Elle rappelle également très opportunément ce qu'est l'état de droit dans un pays où ceux qui sont chargés de le garantir sont les premiers à vouloir s'en affranchir. Je pense bien évidemment aux expérimentations d'OGM, autorisées de manière complètement illégale et en toute connaissance de cause par le gouvernement, au mépris des arrêts et jugements rendus par la justice administrative, sanctionnant le non-respect du droit communautaire et national. C'est la négation de notre droit qui entraîne les plus désespérés des opposants aux cultures transgéniques en plein champ à passer dans l'illégalité, faisant ainsi le jeu bien involontaire des multinationales céréalières. Celles-ci se drapent dans une indignation résolue face à ce qui est aussi une attaque de la propriété privée. A quand une mise en cause sur le fond et avec les armes du droit des pratiques de ces apprentis sorciers qui jouent avec le feu et refusent de transmettre les résultats des expérimentations faites sur des rats ?
Revenons au Verdon. Une fois encore, le combat fut rude mais il a pu être mené à bien grâce à la résolution et l'entente des associations qui étaient parties prenantes dans ce dossier. David a vaincu Goliath, preuve s'il en est que la ténacité et le courage payent et que nous sommes encore dans un état de droit. A nous, par notre vigilance et nos actions, de savoir le maintenir et le renforcer. Mais ce combat fut-il celui de quelques protecteurs de la nature contre les tenants de la marche du progrès ? Ou, pour pousser plus avant, le refus de quelques obscurantistes contre les lumières de la fée électricité ? EDF nous présente comme les tenants de la bougie et de la réaction face aux lumières portées par ses cohortes d'ingénieurs.

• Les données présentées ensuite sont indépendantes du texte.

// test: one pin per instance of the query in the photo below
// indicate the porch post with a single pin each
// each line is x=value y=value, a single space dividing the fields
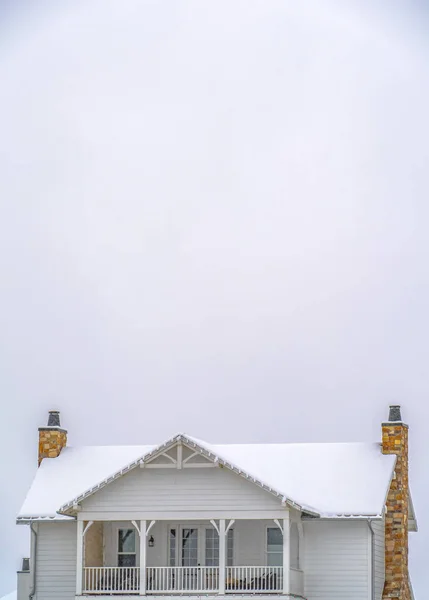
x=222 y=556
x=79 y=558
x=142 y=565
x=286 y=554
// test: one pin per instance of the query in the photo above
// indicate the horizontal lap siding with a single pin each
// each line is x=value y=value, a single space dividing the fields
x=56 y=561
x=180 y=490
x=337 y=561
x=378 y=527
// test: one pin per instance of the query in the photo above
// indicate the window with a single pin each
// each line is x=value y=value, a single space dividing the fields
x=274 y=547
x=212 y=548
x=126 y=548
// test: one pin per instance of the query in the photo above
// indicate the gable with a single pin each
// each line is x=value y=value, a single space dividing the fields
x=171 y=490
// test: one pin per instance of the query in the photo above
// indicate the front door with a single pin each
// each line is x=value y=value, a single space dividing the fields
x=189 y=547
x=183 y=552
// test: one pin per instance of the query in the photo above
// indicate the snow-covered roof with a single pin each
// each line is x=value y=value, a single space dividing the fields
x=11 y=596
x=77 y=469
x=328 y=479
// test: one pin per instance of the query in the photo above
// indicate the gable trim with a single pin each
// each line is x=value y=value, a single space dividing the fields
x=181 y=438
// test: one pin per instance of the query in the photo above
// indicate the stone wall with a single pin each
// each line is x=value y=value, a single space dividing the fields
x=395 y=441
x=51 y=441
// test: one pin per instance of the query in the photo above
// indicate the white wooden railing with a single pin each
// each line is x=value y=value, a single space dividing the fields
x=160 y=580
x=254 y=579
x=188 y=580
x=111 y=580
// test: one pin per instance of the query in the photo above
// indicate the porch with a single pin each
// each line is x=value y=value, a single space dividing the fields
x=190 y=580
x=220 y=557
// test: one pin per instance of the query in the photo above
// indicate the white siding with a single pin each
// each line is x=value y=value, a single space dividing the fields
x=250 y=539
x=56 y=561
x=24 y=585
x=378 y=527
x=337 y=560
x=188 y=490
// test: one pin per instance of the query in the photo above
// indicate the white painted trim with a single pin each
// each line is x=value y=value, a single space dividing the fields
x=222 y=556
x=189 y=597
x=152 y=523
x=191 y=456
x=371 y=582
x=215 y=525
x=88 y=525
x=191 y=445
x=231 y=523
x=79 y=557
x=279 y=525
x=143 y=546
x=182 y=515
x=158 y=466
x=199 y=466
x=136 y=526
x=286 y=553
x=301 y=547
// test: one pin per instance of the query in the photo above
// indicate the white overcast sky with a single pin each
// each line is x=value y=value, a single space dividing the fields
x=213 y=219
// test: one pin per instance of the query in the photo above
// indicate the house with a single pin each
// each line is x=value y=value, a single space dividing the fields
x=11 y=596
x=315 y=521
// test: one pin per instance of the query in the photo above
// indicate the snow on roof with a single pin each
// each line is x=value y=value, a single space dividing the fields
x=77 y=469
x=329 y=479
x=11 y=596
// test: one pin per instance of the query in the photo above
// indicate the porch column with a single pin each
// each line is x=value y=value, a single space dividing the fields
x=142 y=565
x=79 y=558
x=222 y=556
x=286 y=554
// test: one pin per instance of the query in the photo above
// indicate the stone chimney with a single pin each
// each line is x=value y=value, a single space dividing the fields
x=52 y=439
x=395 y=441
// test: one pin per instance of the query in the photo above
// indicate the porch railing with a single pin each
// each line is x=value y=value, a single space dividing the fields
x=111 y=580
x=254 y=579
x=182 y=579
x=187 y=580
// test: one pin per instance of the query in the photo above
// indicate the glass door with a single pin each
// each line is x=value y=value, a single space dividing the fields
x=189 y=549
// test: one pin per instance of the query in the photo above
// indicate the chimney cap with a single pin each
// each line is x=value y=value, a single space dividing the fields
x=53 y=422
x=395 y=413
x=54 y=418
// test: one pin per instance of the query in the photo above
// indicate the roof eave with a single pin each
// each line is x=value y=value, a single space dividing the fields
x=65 y=508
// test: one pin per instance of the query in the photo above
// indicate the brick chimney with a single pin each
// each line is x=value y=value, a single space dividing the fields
x=52 y=439
x=395 y=441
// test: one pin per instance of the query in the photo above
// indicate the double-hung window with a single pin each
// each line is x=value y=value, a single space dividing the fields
x=274 y=547
x=212 y=548
x=127 y=548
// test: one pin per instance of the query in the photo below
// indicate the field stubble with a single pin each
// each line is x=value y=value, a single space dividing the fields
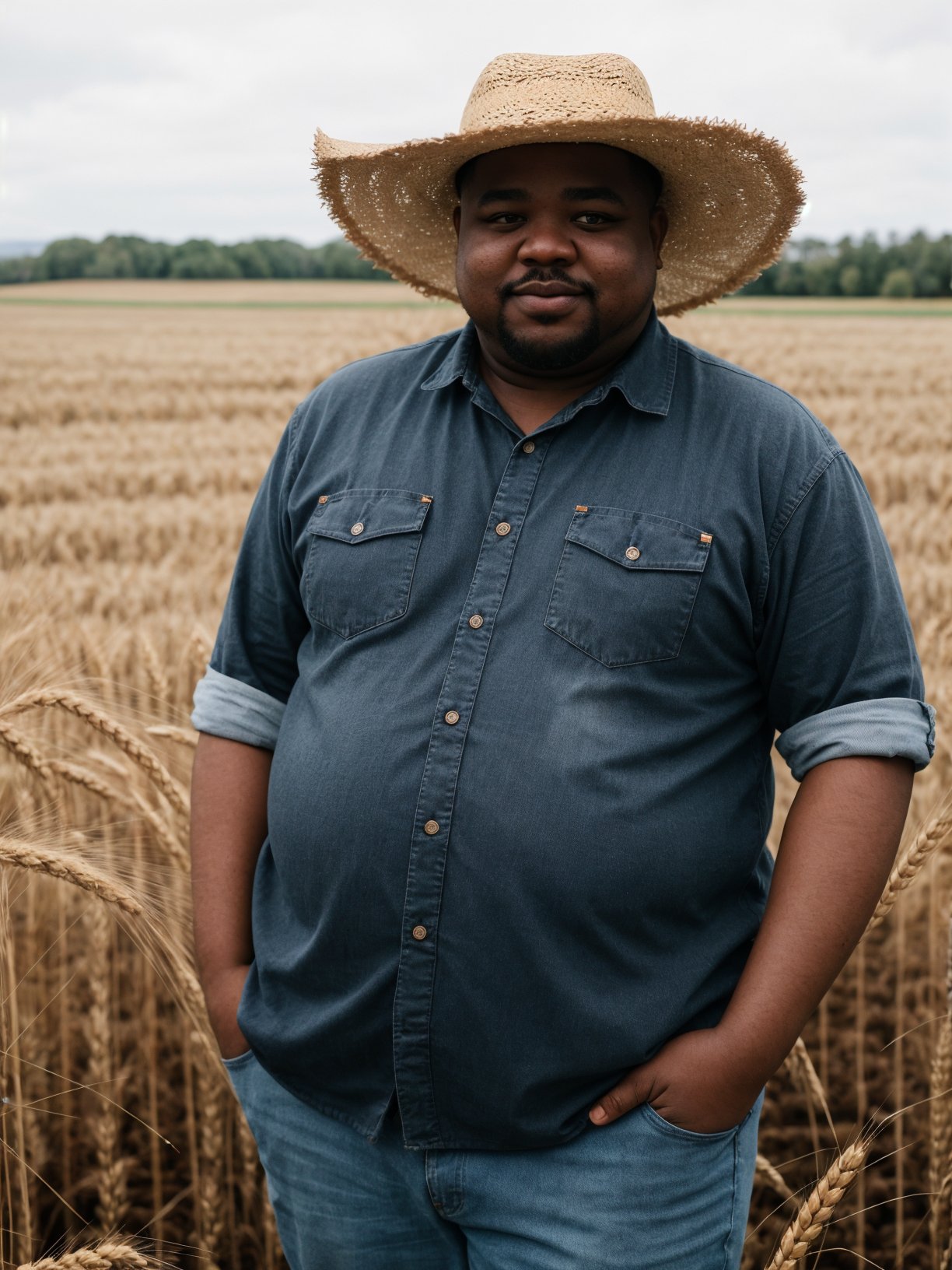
x=134 y=441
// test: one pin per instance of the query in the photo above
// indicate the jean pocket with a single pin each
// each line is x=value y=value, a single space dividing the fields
x=676 y=1131
x=626 y=584
x=238 y=1061
x=361 y=558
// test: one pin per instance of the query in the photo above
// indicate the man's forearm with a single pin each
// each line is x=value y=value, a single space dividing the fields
x=229 y=826
x=838 y=846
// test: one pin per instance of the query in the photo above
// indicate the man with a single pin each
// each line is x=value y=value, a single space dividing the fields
x=486 y=942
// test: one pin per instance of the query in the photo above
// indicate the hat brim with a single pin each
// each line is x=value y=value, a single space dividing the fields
x=733 y=196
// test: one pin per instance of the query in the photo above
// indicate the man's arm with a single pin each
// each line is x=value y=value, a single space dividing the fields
x=229 y=826
x=838 y=846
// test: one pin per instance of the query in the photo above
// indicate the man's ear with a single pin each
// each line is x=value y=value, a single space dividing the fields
x=658 y=227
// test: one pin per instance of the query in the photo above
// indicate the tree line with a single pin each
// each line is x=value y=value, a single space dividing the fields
x=128 y=257
x=919 y=265
x=811 y=267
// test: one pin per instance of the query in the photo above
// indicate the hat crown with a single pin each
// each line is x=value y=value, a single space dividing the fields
x=534 y=88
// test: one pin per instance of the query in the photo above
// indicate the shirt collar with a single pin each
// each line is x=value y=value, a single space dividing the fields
x=644 y=376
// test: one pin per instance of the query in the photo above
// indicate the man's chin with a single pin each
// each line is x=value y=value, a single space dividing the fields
x=548 y=352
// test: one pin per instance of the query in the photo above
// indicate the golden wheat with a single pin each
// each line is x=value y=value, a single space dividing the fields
x=130 y=464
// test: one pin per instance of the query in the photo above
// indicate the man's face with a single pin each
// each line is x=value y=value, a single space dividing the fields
x=558 y=253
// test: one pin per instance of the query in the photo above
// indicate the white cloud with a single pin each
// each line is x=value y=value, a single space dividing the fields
x=176 y=118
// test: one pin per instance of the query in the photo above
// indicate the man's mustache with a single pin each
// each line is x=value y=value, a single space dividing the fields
x=508 y=289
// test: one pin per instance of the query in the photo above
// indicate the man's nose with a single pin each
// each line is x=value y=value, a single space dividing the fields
x=546 y=243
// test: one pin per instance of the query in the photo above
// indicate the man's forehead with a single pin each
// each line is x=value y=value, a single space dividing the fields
x=554 y=158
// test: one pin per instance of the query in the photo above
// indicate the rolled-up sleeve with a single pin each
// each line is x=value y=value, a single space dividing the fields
x=253 y=665
x=835 y=649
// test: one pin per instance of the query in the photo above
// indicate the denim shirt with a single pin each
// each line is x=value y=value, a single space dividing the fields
x=522 y=693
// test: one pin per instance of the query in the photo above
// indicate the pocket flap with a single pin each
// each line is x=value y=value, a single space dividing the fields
x=359 y=514
x=638 y=540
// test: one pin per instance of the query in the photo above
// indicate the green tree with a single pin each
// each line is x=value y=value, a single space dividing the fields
x=201 y=258
x=66 y=258
x=851 y=279
x=898 y=283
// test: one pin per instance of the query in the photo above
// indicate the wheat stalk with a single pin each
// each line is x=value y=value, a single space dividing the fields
x=47 y=769
x=104 y=1256
x=932 y=837
x=68 y=868
x=180 y=735
x=108 y=727
x=817 y=1208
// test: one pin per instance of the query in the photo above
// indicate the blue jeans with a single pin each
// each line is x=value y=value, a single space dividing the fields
x=636 y=1194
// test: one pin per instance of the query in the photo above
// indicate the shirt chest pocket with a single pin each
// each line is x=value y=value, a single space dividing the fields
x=361 y=558
x=626 y=584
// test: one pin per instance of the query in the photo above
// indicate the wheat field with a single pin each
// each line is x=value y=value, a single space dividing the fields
x=136 y=422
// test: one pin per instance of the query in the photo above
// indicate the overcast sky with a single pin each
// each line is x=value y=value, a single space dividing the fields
x=194 y=118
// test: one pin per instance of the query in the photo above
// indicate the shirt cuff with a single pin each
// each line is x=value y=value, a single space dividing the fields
x=233 y=709
x=885 y=728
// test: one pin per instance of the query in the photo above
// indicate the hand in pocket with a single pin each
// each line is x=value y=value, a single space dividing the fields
x=222 y=1000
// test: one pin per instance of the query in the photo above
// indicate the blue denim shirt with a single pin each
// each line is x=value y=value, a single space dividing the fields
x=522 y=693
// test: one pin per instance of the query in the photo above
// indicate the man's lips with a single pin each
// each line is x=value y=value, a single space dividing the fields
x=546 y=289
x=546 y=299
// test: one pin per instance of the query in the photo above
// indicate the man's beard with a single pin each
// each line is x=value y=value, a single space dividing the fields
x=550 y=356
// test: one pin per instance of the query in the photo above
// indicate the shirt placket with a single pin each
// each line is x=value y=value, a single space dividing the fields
x=434 y=807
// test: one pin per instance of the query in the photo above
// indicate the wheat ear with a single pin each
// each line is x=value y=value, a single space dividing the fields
x=932 y=837
x=103 y=1256
x=180 y=735
x=26 y=752
x=817 y=1208
x=68 y=868
x=108 y=727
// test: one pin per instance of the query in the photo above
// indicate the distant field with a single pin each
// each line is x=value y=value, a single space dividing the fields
x=136 y=423
x=310 y=293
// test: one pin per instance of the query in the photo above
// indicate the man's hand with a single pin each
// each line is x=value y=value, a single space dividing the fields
x=835 y=854
x=693 y=1081
x=222 y=998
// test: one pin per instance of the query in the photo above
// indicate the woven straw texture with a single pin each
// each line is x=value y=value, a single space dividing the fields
x=733 y=195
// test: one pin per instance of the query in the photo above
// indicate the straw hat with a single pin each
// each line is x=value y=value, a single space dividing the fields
x=731 y=195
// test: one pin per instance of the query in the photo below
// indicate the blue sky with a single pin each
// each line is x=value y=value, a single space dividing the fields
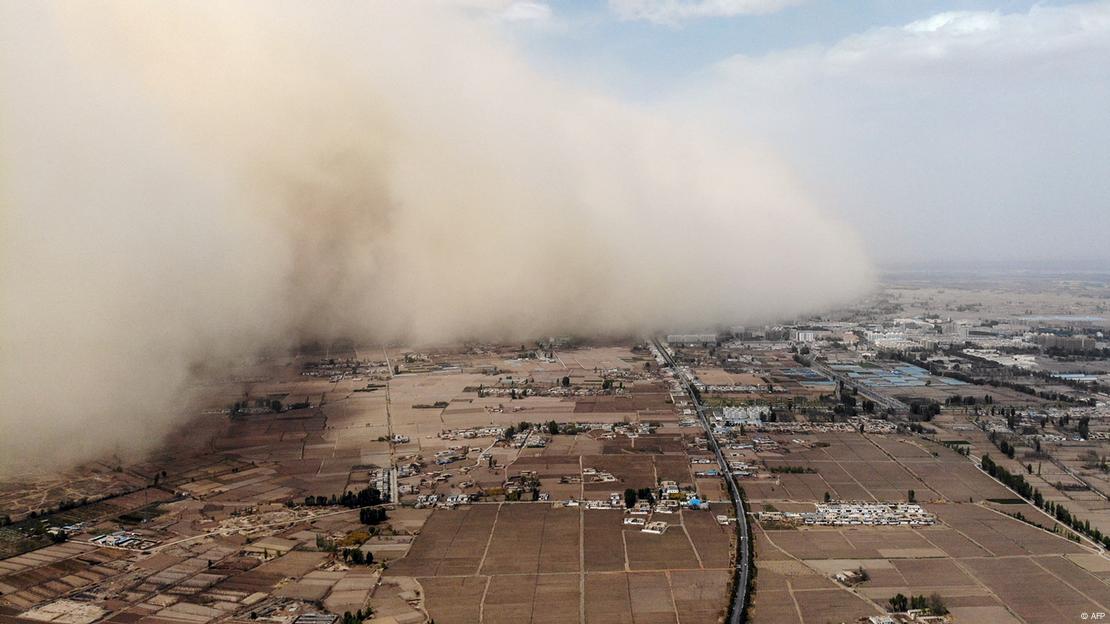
x=960 y=130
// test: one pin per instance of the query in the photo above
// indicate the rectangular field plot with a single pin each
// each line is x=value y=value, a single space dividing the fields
x=531 y=539
x=452 y=542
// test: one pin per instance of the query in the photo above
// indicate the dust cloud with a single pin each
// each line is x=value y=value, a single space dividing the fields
x=194 y=182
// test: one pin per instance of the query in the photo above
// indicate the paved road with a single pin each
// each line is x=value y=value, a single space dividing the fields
x=743 y=565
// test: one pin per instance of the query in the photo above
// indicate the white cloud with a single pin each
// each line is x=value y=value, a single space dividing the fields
x=970 y=133
x=526 y=11
x=672 y=11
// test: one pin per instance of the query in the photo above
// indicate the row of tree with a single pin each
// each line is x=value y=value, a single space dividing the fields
x=366 y=496
x=1061 y=513
x=934 y=603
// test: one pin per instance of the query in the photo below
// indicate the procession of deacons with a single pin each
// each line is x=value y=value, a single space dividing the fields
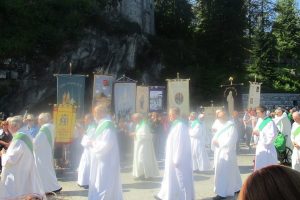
x=28 y=167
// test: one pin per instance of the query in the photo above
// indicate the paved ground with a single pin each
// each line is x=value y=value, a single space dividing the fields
x=137 y=190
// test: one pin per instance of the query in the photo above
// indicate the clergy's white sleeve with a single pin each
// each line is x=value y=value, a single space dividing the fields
x=102 y=146
x=38 y=141
x=13 y=155
x=178 y=144
x=85 y=141
x=270 y=131
x=194 y=132
x=230 y=139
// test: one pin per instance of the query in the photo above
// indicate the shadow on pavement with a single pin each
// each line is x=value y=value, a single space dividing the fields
x=141 y=185
x=200 y=178
x=246 y=169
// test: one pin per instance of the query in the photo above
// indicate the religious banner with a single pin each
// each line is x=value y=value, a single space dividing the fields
x=254 y=94
x=156 y=98
x=70 y=90
x=102 y=89
x=124 y=99
x=142 y=99
x=179 y=95
x=64 y=117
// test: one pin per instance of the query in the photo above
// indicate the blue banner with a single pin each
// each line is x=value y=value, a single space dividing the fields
x=70 y=90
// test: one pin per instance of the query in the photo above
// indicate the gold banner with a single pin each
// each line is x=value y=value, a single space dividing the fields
x=64 y=117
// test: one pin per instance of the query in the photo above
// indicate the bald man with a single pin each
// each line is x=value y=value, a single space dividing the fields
x=295 y=137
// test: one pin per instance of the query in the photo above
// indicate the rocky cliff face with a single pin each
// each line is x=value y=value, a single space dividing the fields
x=117 y=54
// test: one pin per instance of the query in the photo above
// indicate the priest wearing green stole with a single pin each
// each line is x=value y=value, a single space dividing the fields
x=105 y=162
x=43 y=145
x=295 y=136
x=144 y=160
x=19 y=175
x=266 y=129
x=197 y=132
x=227 y=174
x=178 y=175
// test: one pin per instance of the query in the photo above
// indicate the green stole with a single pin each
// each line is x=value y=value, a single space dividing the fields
x=194 y=123
x=88 y=130
x=296 y=132
x=264 y=123
x=174 y=123
x=45 y=130
x=105 y=124
x=25 y=139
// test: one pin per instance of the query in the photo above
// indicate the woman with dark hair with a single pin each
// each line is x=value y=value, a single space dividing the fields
x=275 y=182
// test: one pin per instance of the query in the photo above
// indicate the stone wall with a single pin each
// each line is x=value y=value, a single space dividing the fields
x=275 y=99
x=141 y=12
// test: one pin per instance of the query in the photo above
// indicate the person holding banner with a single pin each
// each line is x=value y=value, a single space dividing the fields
x=144 y=160
x=43 y=153
x=266 y=129
x=227 y=174
x=178 y=176
x=105 y=162
x=19 y=175
x=85 y=161
x=197 y=132
x=295 y=136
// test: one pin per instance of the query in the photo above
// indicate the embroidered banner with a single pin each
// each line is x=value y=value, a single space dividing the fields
x=142 y=99
x=64 y=117
x=178 y=95
x=254 y=94
x=124 y=100
x=70 y=90
x=102 y=89
x=157 y=98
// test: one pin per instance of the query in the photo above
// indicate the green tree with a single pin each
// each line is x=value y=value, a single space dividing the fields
x=220 y=25
x=173 y=18
x=286 y=30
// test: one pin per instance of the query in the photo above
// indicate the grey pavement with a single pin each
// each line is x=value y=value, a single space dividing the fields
x=146 y=189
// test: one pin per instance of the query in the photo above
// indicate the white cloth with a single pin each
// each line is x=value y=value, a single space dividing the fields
x=144 y=160
x=283 y=124
x=197 y=132
x=43 y=154
x=19 y=174
x=84 y=165
x=177 y=183
x=105 y=181
x=265 y=154
x=215 y=127
x=296 y=152
x=227 y=174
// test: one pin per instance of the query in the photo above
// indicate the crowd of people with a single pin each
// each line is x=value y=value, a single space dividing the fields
x=28 y=166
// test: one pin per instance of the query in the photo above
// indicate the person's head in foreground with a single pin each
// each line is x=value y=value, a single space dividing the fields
x=275 y=182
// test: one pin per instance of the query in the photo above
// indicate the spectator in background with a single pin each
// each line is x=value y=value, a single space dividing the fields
x=275 y=182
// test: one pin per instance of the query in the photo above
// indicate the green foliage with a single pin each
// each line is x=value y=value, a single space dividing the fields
x=286 y=30
x=173 y=18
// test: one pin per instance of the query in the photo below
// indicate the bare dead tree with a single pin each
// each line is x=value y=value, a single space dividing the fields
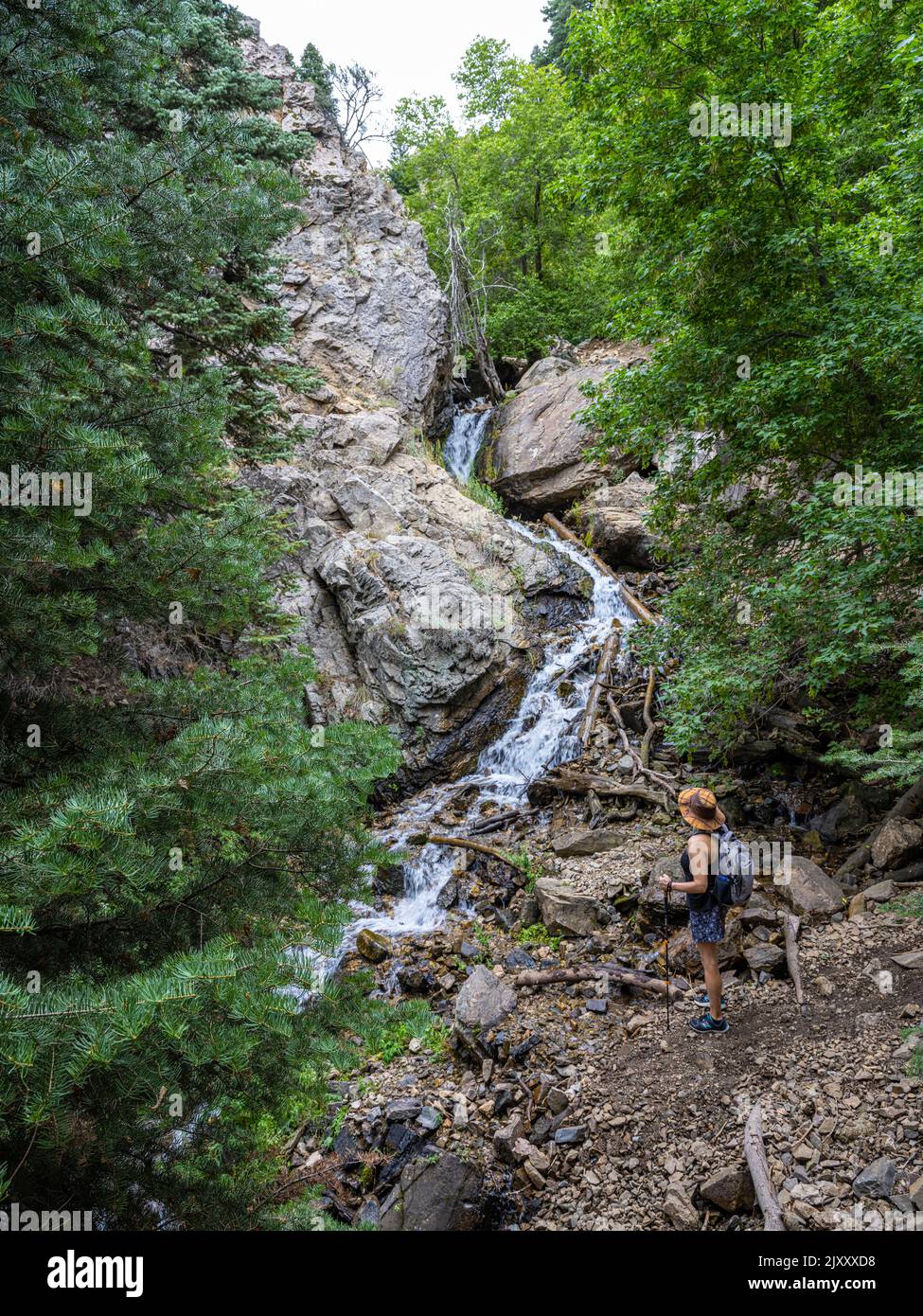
x=359 y=95
x=468 y=302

Cette vision souffre d'une perception doublement anachronique du rapport à l'énergie. Elle a le parfum d'un roman de Jules Verne où l'ingénieur était le porteur de l'avenir. Mais Jules Verne écrivait au XIXe... et elle est aussi l'expression d'un centralisme énergétique en accord avec le jacobinisme qui pollue les plus hautes sphères du pouvoir. L'accès à l'énergie sera l'un des enjeux majeurs des années à venir avec l'accès à l'eau, la protection de l'air et l'adaptation de nos structures aux conséquences du réchauffement climatique. Pour l'énergie, le discours récurrent tenu par les producteurs est celui du «toujours plus» face à une demande en pleine explosion. Il ne peut en être autrement de la part d'EDF et des autres acteurs du marché qui en sont restés à une logique de produit et se rémunèrent à la consommation. Rien n'est fait dès lors pour diminuer cette surconsommation, source naturelle de revenus. La réponse tient alors en deux mots : toujours plus. Et cette course sans fin se mène avec des centrales toujours plus puissantes, toujours plus «centrales».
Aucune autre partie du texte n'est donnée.